The Healing Power of Journalling with Renyung Ho
Renyung Ho
VP, Brand HQ, Banyan Tree
Bynd Artisan: Everyone who journals, journals in their own unique way. What is your way, and when did you start journalling?
Renyung Ho: Much of my early journalling was around reflection and questioning.
Renyung Ho: Much of my early journalling was around reflection and questioning.
It was a powerful tool for me to develop an inner voice and cultivate my own wisdom, a place of expression that was a mirror and anchor to create my own garden of being. Now, much of my journalling centers around gratitude, intention setting and visioning.
I write mostly in the evenings, when the world is quiet. Sometimes it’s freestyle, sometimes it’s a mind map around certain words that are the beginning buds of emergent thoughts, other times it’s a consolidating of principles for future action.
BA: When did you start?
RH: I had my first journal at the age of six, when my mum gifted me a hardcover notebook that had a little lock and key on it. It was so precious to me, and I felt like it was an extension of my soul.
BA: How often do you journal?
RH: Even with today’s mobile-first ways of living, I still find written, analog journalling a nourishing practice. I use the mobile app of Evernote for quick daily reflections, to capture the day’s wins. I believe a lot in celebrating the ordinary, and keeping conscious the small things that add up to our great ambitions. Once in a few weeks I’ll write in my journal, which is a more emotional journey between past, present and future. Once a year, at the cusp of a new year, I write a letter to my future self that imagines what has come to pass. So on 31 December 2020, I’ll write a letter to myself from 31 December 2021 about the year and how I’ve acted and felt across that passage of time.
BA: How has it helped and benefitted you in your mental and emotional wellbeing, and in your healing?

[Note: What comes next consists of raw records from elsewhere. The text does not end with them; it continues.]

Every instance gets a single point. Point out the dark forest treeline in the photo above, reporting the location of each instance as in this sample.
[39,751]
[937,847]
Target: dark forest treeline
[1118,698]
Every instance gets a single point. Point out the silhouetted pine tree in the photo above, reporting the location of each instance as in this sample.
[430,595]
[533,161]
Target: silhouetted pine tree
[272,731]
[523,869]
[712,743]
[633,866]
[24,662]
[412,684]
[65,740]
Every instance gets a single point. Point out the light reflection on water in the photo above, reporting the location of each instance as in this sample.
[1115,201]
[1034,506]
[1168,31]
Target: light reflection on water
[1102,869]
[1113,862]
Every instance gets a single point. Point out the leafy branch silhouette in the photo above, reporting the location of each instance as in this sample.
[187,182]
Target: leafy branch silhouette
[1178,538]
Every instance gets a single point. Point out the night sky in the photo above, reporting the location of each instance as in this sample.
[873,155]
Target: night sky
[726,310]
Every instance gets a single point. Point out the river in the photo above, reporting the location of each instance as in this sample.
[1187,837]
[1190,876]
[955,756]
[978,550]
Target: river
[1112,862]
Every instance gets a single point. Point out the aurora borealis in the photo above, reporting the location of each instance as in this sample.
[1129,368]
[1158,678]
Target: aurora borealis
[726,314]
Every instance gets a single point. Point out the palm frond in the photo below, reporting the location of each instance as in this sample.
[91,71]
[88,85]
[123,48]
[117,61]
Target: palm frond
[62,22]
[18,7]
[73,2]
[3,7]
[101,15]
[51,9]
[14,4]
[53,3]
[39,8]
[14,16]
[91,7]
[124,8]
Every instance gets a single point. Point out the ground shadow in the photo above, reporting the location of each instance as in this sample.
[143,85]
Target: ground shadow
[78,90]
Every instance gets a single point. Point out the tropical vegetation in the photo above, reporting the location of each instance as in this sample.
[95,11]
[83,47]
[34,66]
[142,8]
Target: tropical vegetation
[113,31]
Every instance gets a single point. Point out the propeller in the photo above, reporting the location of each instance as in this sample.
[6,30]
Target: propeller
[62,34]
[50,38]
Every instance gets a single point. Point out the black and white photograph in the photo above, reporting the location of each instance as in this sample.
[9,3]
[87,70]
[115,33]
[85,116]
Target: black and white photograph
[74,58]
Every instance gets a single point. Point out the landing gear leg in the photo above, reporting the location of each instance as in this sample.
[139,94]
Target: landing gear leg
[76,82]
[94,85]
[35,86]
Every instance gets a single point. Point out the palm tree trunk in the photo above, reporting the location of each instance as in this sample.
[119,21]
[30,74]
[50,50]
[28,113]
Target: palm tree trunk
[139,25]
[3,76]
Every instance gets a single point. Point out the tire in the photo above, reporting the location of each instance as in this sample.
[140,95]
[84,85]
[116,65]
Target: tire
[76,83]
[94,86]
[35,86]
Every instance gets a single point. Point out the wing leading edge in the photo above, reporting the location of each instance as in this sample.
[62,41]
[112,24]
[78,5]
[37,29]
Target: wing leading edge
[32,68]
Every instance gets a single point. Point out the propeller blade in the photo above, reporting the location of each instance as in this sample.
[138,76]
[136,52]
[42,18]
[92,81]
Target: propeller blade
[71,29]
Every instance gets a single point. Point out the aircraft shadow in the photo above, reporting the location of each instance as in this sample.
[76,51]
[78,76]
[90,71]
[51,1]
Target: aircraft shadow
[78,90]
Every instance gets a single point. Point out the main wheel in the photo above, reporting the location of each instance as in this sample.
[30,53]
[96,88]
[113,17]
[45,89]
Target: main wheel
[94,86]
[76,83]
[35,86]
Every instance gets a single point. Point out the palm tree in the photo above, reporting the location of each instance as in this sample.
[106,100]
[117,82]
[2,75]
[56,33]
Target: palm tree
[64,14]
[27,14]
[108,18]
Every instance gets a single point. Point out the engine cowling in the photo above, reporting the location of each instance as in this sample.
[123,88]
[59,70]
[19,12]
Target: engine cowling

RH: I can’t imagine a life without journalling. In this digital age, it’s like a practice of creation that is accessible to everyone. The language we choose to speak and write is a direct reflection of the ecosystem of our thoughts and ensuing behavior. At this point in my life, and with the state of uncertainty in today’s world, I find this an anchoring practice to flex the concept of a growth mindset — the notion that we are continually evolving, learning, and that it’s not about finding yourself but about choosing who we want to be, how we want to act, and why.
Putting thought to paper is like consulting my inner compass, and reading my past entries is akin to navigating a map. It’s a practice of exploration and discovery in one.